Ich fahre mir mit der Hand über das Gesicht und springe dann wieder auf die Beine. Darüber nachzudenken bringt mir nichts, sie kann nicht in meinen Kopf sehen und ich werde auch nicht zulassen das sie jemals dahinter kommt. Atropos hat mir nie etwas getan, eigentlich ist sie genau wie ich, bemüht nur ihren Job zu tun, aber mit der Aktion was den Einbruch bei Jungkook angeht ist sie zu weit gegangen. 

Noch nie bin ich ihr gegenüber so persönlich geworden, ich muss vorsichtiger sein. Sie wird mich von ihren Viecher beobachten lassen, weil bei ihr der Verdacht geweckt worden sein muss, dass ich mich zu sehr von einem Menschen beeinflussen lasse. Ich kann nicht zulassen, dass seine Gefühle mich bei meiner Entscheidung beeinträchtigen. 

Alles was ich tun kann ist wie gewohnt weiter zu machen. Falls sie mich ab jetzt wirklich beobachten lässt, darf ich mir nicht anmerken lassen das ich es vermute. Ich muss das tun, was ich bereits seit über hundert Jahren tue, ich muss selber beobachten. 

Ich werfe einen kurzen Blick auf die Uhr und fange an die Sachen in der Tüte, die ich eben eingekauft habe, auszupacken. Noch drei Stunden bis ich die Bar öffnen muss, also noch genügend Zeit. Geputzt ist alles, ich muss nur die Stühle herunter stellen und die Einkäufe auspacken, aber das ist schnell erledigt. 

Mit den Flaschen in der Hand gehe ich einmal um den Tresen herum um sie in das Regal aus Glas zu stellen, wo die Kunden sie sehen können, dabei stolpere ich aber fast über etwas, was auf dem Boden mitten im Weg liegt. Ich fange mich noch rechtzeitig und stütze mich mit den Ellbogen an der Spüle ab um nicht das Gleichgewicht zu verlieren. 

Genervt stelle ich die Flaschen ab und drehe mich um, um zu sehen was es ist was da auf dem Boden steht.
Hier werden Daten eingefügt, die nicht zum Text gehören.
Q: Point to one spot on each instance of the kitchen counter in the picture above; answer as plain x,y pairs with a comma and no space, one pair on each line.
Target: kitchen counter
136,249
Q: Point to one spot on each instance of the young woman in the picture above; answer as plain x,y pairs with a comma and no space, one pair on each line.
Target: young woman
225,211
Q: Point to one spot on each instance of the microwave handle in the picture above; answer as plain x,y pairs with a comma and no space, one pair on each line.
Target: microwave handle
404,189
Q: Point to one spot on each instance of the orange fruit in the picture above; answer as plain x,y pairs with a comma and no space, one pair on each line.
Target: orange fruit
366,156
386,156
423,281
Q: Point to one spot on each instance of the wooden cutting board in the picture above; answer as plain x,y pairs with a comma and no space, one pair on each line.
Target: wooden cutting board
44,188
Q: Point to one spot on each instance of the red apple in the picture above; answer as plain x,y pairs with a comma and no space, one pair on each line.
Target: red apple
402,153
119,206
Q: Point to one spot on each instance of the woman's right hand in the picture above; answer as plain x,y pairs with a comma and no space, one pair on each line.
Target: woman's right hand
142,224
Ich lasse nie irgendwelche Sachen auf dem Boden stehen, Unordnung kann ich nicht leiden, sei es eine noch so kleine Sache. Gerade die Tüte, die ich einfach auf den Tresen geschmissen habe, war beinahe zu viel für mich, alleine deswegen kann ich mir sicher sein, dass die auf dem Boden nicht mir gehören kann, aber noch während ich mich darüber wundere woher sie kommt, fällt es mir wieder ein. 

Ich habe diese schwarze Tüte mit der Goldenen Aufschrift bereits mehr als nur ein mal gesehen. Das erste mal stand sie neben der Bank auf der Jungkook saß als bei ihm eingebrochen wurde, das zweite mal habe ich sie erst vor drei Tagen in seinem Auto bemerkt, als ich ihn beim schlafen darin gesehen habe. Das hier muss seine Tüte sein, aber als er gestern bei mir war, hatte er sie nicht dabei. Es ist also ausgeschlossen das er sie vergessen hat. 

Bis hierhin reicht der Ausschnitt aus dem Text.